Schubert 3D camera ‘one step closer to long-term goal of optical 3D recognition’
The company now wants to adapt the technology for applications in other industries, claiming ‘all sectors in the manufacturing industry stand to benefit from 3D recognition technology’.
“With the use of the latest hardware and optimized, high-performance image processing software, we succeeded in coming a step closer to the long-term goal of optical 3D recognition”, said Dr Abdelmalek Nasraoui, head of Image Processing Development, Schubert.
He said the 3D camera, based on its 3D scanner technology, ‘not only delivers outstanding accuracy’ but increases the efficiency in pick & place applications and the degree of automation in secondary packaging.
The technology is based on a stereo approach, where two surface sensors, along with integrated LED illumination, record gray-scale images from two different angles (stereoscopy).
A coded light pattern is used to highlight structural surfaces of the 3D objects.
“The 3D camera can be used wherever a 3D product recognition is required. Especially in the food sector, one often also needs to record the product height, control the product according to the height profile etc, in addition to the length, width and area dimensions,” added Nasraoui.
“In the food and beverage sector, the "handle into the crate" (Bin Picking) simplifies product feeding (no product separation is necessary), which can only be realized with a 3D camera.”
Gerhard Schubert began developing image processing 30 years ago. Gerhard Schubert wanted his packaging robots to learn to see. Together with his research team for image processing, this was achieved over time.
Since 1996, Schubert has been using line sensors for the Vision System. The first unit was a transmitted light scanner. This was followed by the reflected light scanner and color reflected light scanner. These scanner types will also be used in the future. They operate reliably in continuous operation and are easy to commission
Schubert 3D Vision program
The 3D camera was developed as part of the Schubert 3D Vision program focusing on the detection of partially overlapping products or products to be removed from containers.
After each removal of a product by the robot, the 3D camera takes a new image for re-analysis and for determining the next product to be picked up.
Schubert’s 3D camera complements the company’s portfolio of image processing systems for pick & place applications.
After each robot intervention, i.e. pick-up, the work area is recorded using the 3D camera and the exact position of the next product to be picked up is calculated.
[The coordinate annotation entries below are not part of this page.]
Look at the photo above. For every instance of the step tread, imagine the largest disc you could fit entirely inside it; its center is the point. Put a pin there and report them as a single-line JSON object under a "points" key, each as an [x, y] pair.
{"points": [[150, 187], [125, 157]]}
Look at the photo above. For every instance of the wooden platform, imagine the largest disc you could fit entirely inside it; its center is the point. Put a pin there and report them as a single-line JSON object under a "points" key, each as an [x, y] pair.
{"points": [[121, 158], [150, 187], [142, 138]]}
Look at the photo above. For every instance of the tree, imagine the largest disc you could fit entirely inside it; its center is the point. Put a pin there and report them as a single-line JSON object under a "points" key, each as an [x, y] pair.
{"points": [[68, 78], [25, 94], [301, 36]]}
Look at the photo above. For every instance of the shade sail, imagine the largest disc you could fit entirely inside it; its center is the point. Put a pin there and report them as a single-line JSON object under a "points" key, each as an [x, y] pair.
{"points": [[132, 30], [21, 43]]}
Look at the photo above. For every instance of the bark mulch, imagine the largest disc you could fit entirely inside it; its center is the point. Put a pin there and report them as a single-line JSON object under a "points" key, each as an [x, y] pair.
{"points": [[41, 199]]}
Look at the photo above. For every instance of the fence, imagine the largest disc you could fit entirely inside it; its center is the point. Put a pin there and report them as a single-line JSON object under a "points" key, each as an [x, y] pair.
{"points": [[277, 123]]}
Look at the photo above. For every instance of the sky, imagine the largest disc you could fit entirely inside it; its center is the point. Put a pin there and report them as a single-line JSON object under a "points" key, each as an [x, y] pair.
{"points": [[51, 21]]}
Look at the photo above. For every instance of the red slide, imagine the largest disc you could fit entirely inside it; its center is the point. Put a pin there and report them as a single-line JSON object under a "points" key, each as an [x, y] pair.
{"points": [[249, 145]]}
Current position data enables the robot to accurately pick up the products even if they have shifted or are stacked.
The image data and the evaluation are visualized at the control terminal.
Nasraoui said during the development of the 3D camera, it was important the hardware and software components were as similar as possible to the Schubert 3D scanner.
Thanks to its user-friendliness and integration into the TLM (top Loading Machine) packaging system, the technology ‘reflects Schubert’s philosophy of “single-source” modular plant engineering’.